The strike was victorious, but not before an attempt from the employers to put an end to it in a very peculiar manner. One evening Mother Jones was at the house of the union leader, whose name was Wilson, when someone knocked at his door. The Wilson family home was mortgaged to a bank whose owner was also the owner of the mine. The night visitors had an offer to make to the union leader: "We will take the mortgage off your home and give you $25,000 in cash if you will just leave and let the strike die out."
Mother Jones wrote: "I will never forget his reply: 'Gentlemen, if you come to visit my family, the hospitality of the whole house is yours. But if you come to bribe me with dollars to betray my manhood and my brothers who trust me, I want you to leave this door and never come here again.'" Wilson put up strikers who were in difficulty at his own house; he shared everything he had with them and lived modestly. Mother Jones continues: "He knew every hardship that the rank and file of the organization knew. We do not have such leaders now."
From 1904, Mother Jones worked as an organizer for the Socialist Party of America, before returning to the UMWA, in 1911. On September 11, 1912, during the strikes at Paint Creek and Cable Creek, West Virginia, she led a demonstration of miners' children in the streets of Charleston. Five months later, in another demonstration, when she was 82 years old, she was arrested, charged with murder, and sentenced to twenty years' imprisonment.

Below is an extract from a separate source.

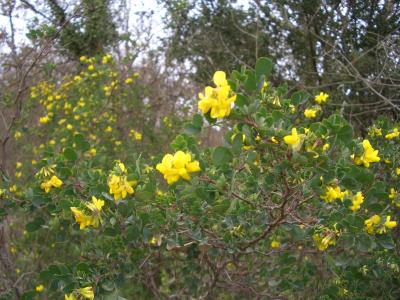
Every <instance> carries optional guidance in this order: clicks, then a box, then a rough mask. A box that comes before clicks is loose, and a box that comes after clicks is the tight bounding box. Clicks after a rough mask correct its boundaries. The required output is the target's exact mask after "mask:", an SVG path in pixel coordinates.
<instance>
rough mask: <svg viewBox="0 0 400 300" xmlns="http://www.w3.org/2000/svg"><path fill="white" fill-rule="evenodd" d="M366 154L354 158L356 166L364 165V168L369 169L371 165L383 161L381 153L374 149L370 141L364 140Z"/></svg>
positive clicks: (363, 153) (362, 154) (363, 143)
mask: <svg viewBox="0 0 400 300" xmlns="http://www.w3.org/2000/svg"><path fill="white" fill-rule="evenodd" d="M362 144H363V148H364V153H363V154H362V156H361V157H354V154H353V155H352V157H353V160H354V162H355V164H356V165H364V167H366V168H369V166H370V164H371V163H373V162H379V161H380V160H381V159H380V157H379V156H378V153H379V151H378V150H375V149H374V148H372V146H371V144H370V142H369V141H368V140H363V143H362Z"/></svg>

Fortunately, in May, 1913, she was freed, following the election of a new governor. MOther Jones stayed connected to the workers' movement up until her death in 1930, at the age of 100. She used to say, "Pray for the dead, and fight like hell for the living!" She was buried in the UMWA cemetery in Mount Olive, Illinois, near St. Louis. At the foot of the monument erected in her memory, a plaque recalls her last demand: "Let no traitor breathe o'er my grave."